Endoscopic ultrasound-guided hepaticogastrostomy (EUS-HGS) is one of the biliary drainage
options for patients in whom endoscopic retrograde cholangiopancreatography (ERCP)
fails [1]
[2]. Technical tips for EUS-HGS are divided into several steps [3]. Among these steps, guidewire manipulation is one of most challenging parts of EUS-HGS
[4]. In achieving successful guidewire insertion, selection of the guidewire is an important
issue. A novel, 0.025-inch guidewire has recently become available in Japan (MICHISUJI;
KANEKA Medical, Osaka, Japan) ([Fig. 1]). High flexibility, which is one of the characteristics of this guidewire, plays
an especially important role in the safe guidewire technique, which we call “knuckle
guidewire insertion” [5]. Herein, we describe technical tips for “reverse” knuckle guidewire insertion during
EUS-HGS.
Fig. 1 Photograph of the novel 0.025-inch guidewire (MICHISUJI; KANEKA Medical) that is available
in Japan.
A 78-year-old man underwent percutaneous transhepatic biliary drainage because of
a hepaticojejunostomy stricture.

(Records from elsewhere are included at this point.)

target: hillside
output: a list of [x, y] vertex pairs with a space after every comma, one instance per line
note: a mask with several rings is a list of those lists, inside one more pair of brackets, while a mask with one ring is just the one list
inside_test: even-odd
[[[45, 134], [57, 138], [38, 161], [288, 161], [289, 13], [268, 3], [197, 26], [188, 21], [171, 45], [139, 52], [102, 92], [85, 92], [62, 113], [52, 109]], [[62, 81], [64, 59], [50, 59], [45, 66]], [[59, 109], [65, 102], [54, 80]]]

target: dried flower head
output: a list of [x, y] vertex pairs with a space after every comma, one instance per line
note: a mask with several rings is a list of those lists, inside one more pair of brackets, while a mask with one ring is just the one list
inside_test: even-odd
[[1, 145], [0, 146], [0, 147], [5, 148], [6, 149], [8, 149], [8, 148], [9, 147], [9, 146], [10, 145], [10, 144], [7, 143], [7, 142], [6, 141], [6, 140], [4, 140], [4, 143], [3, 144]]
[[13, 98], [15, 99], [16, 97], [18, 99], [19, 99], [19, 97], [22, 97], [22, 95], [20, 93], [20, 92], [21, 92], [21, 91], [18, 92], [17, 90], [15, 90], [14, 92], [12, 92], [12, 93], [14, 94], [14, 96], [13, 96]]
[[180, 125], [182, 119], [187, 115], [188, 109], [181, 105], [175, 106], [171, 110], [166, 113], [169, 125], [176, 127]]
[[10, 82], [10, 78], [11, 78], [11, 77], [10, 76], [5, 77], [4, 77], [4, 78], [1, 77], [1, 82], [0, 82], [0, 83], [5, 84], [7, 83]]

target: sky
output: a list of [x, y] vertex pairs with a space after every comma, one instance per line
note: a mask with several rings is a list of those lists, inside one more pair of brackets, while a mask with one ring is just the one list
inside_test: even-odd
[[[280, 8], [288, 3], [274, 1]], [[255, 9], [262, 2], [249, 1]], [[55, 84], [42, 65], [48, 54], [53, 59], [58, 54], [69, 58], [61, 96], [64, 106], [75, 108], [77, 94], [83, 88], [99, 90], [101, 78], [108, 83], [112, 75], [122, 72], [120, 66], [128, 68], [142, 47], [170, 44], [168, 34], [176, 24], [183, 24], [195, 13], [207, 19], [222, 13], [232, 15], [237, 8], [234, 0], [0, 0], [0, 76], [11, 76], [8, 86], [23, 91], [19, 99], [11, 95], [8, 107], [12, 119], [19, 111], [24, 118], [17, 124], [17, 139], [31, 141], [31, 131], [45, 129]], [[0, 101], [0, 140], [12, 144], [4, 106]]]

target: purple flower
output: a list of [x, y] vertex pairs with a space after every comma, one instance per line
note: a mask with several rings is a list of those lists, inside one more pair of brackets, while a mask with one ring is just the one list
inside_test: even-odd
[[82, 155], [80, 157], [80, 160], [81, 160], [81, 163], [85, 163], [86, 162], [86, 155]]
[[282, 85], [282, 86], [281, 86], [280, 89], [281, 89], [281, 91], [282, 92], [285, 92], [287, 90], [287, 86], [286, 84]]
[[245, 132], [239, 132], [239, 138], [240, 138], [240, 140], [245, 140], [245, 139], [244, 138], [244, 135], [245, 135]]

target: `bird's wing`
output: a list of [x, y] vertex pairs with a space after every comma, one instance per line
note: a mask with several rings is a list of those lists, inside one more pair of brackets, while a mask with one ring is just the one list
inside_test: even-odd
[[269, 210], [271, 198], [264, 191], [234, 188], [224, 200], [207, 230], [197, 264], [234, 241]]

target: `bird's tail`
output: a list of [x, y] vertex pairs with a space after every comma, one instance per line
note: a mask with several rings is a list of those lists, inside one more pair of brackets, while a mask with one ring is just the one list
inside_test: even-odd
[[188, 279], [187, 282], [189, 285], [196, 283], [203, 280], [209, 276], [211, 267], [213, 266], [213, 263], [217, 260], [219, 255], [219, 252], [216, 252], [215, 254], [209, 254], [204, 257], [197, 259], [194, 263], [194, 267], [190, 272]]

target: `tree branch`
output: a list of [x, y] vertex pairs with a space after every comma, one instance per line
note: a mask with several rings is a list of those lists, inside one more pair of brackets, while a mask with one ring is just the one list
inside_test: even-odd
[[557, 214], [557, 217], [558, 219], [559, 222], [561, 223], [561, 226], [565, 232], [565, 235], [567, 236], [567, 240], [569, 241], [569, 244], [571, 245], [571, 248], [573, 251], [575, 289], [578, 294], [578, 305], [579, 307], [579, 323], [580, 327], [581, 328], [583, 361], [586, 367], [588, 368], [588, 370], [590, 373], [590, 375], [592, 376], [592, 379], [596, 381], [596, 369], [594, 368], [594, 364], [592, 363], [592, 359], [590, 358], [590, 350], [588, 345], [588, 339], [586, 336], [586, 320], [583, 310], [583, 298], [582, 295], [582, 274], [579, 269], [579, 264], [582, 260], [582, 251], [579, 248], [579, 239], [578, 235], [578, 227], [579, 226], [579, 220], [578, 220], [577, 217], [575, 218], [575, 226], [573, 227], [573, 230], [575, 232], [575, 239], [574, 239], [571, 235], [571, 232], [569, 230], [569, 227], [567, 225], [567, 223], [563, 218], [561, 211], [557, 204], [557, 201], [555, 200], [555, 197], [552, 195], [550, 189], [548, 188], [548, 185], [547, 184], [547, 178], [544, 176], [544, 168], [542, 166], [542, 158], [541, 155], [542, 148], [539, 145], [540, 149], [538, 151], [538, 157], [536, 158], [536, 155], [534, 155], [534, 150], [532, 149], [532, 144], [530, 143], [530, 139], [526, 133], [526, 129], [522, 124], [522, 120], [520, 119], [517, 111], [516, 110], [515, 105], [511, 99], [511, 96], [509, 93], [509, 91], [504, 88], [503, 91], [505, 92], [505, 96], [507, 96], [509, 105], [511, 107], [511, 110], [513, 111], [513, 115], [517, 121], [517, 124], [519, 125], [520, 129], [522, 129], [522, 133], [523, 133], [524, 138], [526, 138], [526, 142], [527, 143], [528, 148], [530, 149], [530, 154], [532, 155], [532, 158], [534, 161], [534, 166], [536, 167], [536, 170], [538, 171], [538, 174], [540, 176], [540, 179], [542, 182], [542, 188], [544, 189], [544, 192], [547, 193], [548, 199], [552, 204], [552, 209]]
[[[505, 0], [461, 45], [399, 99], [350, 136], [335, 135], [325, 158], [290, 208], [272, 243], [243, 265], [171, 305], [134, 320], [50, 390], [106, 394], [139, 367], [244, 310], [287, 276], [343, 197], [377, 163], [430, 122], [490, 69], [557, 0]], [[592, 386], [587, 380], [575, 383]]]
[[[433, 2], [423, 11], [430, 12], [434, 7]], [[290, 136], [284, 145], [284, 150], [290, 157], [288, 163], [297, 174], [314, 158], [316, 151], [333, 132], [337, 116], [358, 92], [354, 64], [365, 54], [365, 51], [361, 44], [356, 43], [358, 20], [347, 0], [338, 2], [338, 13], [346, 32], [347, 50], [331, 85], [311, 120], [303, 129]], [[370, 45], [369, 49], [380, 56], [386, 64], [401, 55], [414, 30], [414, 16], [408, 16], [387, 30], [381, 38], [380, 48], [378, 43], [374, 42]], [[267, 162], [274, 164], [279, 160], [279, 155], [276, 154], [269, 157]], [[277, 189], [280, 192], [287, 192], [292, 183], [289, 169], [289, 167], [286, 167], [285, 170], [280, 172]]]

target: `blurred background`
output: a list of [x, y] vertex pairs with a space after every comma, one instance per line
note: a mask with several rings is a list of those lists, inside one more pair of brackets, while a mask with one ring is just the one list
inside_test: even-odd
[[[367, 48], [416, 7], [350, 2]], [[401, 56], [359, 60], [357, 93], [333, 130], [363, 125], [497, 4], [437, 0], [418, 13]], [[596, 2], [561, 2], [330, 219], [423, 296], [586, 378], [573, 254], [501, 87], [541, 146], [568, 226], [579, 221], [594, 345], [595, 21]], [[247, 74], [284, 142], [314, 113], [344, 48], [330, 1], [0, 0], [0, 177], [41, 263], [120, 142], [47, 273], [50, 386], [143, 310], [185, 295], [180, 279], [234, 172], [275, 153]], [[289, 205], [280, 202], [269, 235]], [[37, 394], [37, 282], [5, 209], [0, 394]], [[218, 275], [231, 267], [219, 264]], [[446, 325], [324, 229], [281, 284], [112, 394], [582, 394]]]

However, internal drainage failed, and he was referred
to our hospital for EUS-HGS. The intrahepatic bile duct was identified under EUS guidance
but, because the left hepatic parenchyma was enlarged, the direction of EUS scope
advancement was from the opposite side of the hepatic hilum. The intrahepatic bile
duct was punctured using a 19G needle, and contrast medium was injected ([Fig. 2 a]; [Video 1]). The novel MICHISUJI guidewire was selected for advancement of the guidewire into
the hepatic hilum. As shown in [Fig. 2 b, a] reverse knuckle shape was successfully made because of the flexibility of this novel
guidewire, and the guidewire was inserted into the hepatic hilum. After the bile duct
and stomach wall had been dilated using the ERCP catheter ([Fig. 2 c]), plastic stent deployment was successfully performed without any adverse events
([Fig. 2 d]).
Fig. 2 Fluoroscopic images showing: a contrast medium being injected after the intrahepatic bile duct had been punctured
using a 19-G needle; b the reverse knuckle shape successfully made with the guidewire; c the endoscopic retrograde cholangiopancreatography catheter inserted to dilate the
fistula; d the endoscopic ultrasound-guided hepaticogastrostomy proceeding with placement of
a plastic stent.
Video 1 Contrast medium is injected into the intrahepatic bile duct through the needle. The
guidewire is gently inserted into the biliary tract, and a reverse knuckle shape is
successfully created. After the intrahepatic bile duct and stomach wall are dilated
using the endoscopic retrograde cholangiopancreatography catheter, a plastic stent
is successfully deployed.
As in the present case, if the direction of EUS scope advancement is from the opposite
side of the hepatic hilum, reverse knuckle guidewire insertion using this novel guidewire
may be useful for advancement of the guidewire into the hepatic hilum.